For the Department of Biostatistics, Thurs 26 Oct, 3:30pm in Room T-639

Health Sciences:

Bayesian Workflow

Bayesian inference is typically explained in terms of fitting a particular model to a particular dataset. But this sort of model fitting is only a small part of real-world data analysis. In this talk we consider several aspects of workflow that have not been well served by traditional Bayesian theory, including scaling of parameters, weakly informative priors, predictive model evaluation, variable selection, model averaging, checking of approximate algorithms, and frequency evaluations of Bayesian inferences. We discuss the application of these ideas in various applications in social science and public health.

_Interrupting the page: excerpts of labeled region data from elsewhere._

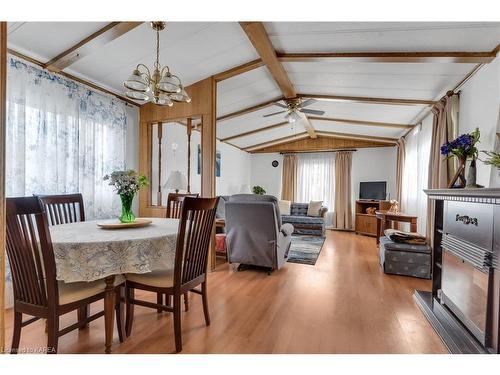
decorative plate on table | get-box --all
[97,218,153,229]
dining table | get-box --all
[50,218,179,353]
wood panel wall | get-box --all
[0,22,7,353]
[250,136,394,153]
[139,77,217,269]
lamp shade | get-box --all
[163,171,187,190]
[156,73,181,94]
[123,69,149,92]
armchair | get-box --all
[225,194,293,271]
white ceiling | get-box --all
[265,22,500,53]
[4,22,500,151]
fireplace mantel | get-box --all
[414,188,500,353]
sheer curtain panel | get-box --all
[281,154,298,202]
[6,57,133,307]
[296,152,335,212]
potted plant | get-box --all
[104,169,149,223]
[252,185,266,195]
[441,128,481,188]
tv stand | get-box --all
[354,199,391,237]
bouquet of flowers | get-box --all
[103,169,149,223]
[441,128,481,160]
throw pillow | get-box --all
[307,201,323,216]
[278,201,292,215]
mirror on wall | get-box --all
[149,117,201,206]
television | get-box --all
[359,181,387,200]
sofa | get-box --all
[225,194,293,272]
[281,203,328,236]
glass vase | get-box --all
[119,194,135,223]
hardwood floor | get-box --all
[2,231,447,353]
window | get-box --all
[401,116,432,234]
[297,152,335,212]
[6,58,128,219]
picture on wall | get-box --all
[198,144,221,177]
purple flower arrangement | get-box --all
[441,128,480,159]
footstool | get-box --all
[379,236,431,279]
[215,233,227,259]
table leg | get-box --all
[104,275,115,354]
[377,218,382,245]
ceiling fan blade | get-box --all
[299,108,325,116]
[299,99,317,108]
[273,102,288,109]
[262,111,287,117]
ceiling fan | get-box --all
[262,99,325,123]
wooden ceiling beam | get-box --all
[240,22,297,99]
[243,132,309,152]
[308,116,415,129]
[299,112,317,138]
[44,22,143,72]
[217,96,283,121]
[214,59,264,82]
[250,136,394,153]
[240,22,316,138]
[277,50,496,64]
[297,93,436,106]
[317,131,398,144]
[221,121,289,142]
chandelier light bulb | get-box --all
[123,21,191,107]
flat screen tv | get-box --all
[359,181,387,200]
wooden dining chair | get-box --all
[6,197,125,353]
[125,197,219,352]
[35,193,90,329]
[37,193,85,225]
[161,193,198,313]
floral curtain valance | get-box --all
[6,57,129,219]
[6,57,132,307]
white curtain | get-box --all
[401,116,432,235]
[296,152,335,212]
[6,57,133,304]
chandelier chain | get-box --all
[155,30,160,69]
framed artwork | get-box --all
[198,144,221,177]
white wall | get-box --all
[351,147,397,222]
[216,141,252,195]
[250,153,283,198]
[459,57,500,187]
[251,147,397,211]
[151,122,251,205]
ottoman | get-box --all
[379,236,431,279]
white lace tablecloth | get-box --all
[50,218,179,283]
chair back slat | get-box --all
[38,193,85,225]
[174,197,219,287]
[6,197,57,307]
[166,193,198,219]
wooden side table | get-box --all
[375,211,418,244]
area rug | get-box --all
[288,235,325,266]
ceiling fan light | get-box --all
[153,94,174,107]
[290,111,301,122]
[123,69,149,92]
[170,84,191,103]
[125,91,149,101]
[156,72,181,94]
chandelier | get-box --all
[123,21,191,107]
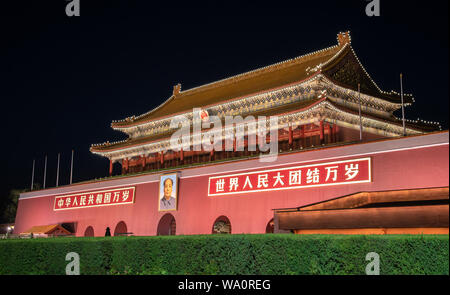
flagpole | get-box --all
[358,83,362,141]
[43,155,47,188]
[70,150,73,184]
[400,73,406,136]
[31,159,35,190]
[56,153,60,187]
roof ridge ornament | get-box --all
[337,31,352,46]
[172,83,181,96]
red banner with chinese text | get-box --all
[208,158,372,196]
[53,187,135,211]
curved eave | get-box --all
[322,44,415,105]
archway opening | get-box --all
[156,213,177,236]
[114,221,127,236]
[266,218,275,234]
[84,226,94,237]
[212,215,231,234]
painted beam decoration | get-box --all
[208,158,372,196]
[53,187,135,211]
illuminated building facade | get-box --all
[16,32,449,236]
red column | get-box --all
[289,125,293,147]
[122,158,128,173]
[209,147,214,161]
[333,124,339,142]
[320,121,323,144]
[300,125,306,148]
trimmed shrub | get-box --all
[0,234,449,275]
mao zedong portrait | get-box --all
[159,177,177,210]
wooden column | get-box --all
[141,155,147,170]
[333,124,339,142]
[300,125,306,148]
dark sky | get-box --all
[0,0,449,199]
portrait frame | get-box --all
[158,172,179,212]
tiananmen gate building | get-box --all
[14,32,449,236]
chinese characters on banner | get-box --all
[208,158,372,196]
[53,187,135,211]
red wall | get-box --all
[15,132,449,236]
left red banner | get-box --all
[53,187,135,211]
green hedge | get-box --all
[0,234,449,275]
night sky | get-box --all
[0,0,449,202]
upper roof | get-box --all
[111,32,411,129]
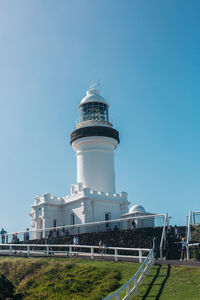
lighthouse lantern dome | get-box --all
[79,89,109,122]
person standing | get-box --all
[24,228,29,242]
[73,235,78,255]
[180,238,188,260]
[0,228,7,244]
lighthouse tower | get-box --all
[71,89,119,193]
[30,88,129,233]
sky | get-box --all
[0,0,200,232]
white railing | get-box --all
[0,214,167,248]
[103,249,154,300]
[186,211,200,259]
[187,243,200,260]
[0,244,150,262]
[160,213,169,259]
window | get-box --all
[105,212,111,228]
[80,102,109,122]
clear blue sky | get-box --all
[0,0,200,231]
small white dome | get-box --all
[129,205,146,213]
[79,89,108,106]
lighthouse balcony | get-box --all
[76,117,113,128]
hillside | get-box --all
[0,258,200,300]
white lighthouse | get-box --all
[30,88,129,231]
[71,89,119,193]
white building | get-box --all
[30,89,129,234]
[122,205,155,229]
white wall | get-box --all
[72,137,118,193]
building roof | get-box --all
[129,205,146,213]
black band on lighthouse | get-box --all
[70,126,120,144]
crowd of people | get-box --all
[0,225,191,260]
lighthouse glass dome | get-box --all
[79,101,109,122]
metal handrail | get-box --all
[0,244,151,262]
[103,249,154,300]
[160,213,168,259]
[0,214,166,236]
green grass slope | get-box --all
[0,258,200,300]
[0,258,139,300]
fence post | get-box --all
[69,246,72,257]
[91,247,94,259]
[187,245,190,260]
[160,247,163,259]
[134,277,138,296]
[141,268,144,284]
[27,246,30,256]
[147,262,149,275]
[139,250,142,262]
[115,249,118,261]
[126,284,131,300]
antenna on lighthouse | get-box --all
[90,80,100,91]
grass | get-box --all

**P.S.** It appears I’ll have some time available on Wed morning so if anyone has anything they want to discuss, just stop by; I’ll be at the eScience Institute on the 6th floor of the Physics/Astronomy Tower.

Do you suppose webcasts will be available? That would be neat.

I will be coming to the Wednesday talk and I’m excited to get to meet you. I also have what I think is a new approach to variable reduction I would be interested in getting outside perspective on. When you say Wednesday morning, approximately what hours do you think?

Eric,

Starting 9 or 10am, I guess.

I’d love to take a look at the slides if those are available, thanks!

Colin:

The first talk had no slides. Slides for the second talk are here.

As a newcomer to bayesian modeling, I too would be interested in the slides/webcast. Especially for the Bayesian Workflow talk.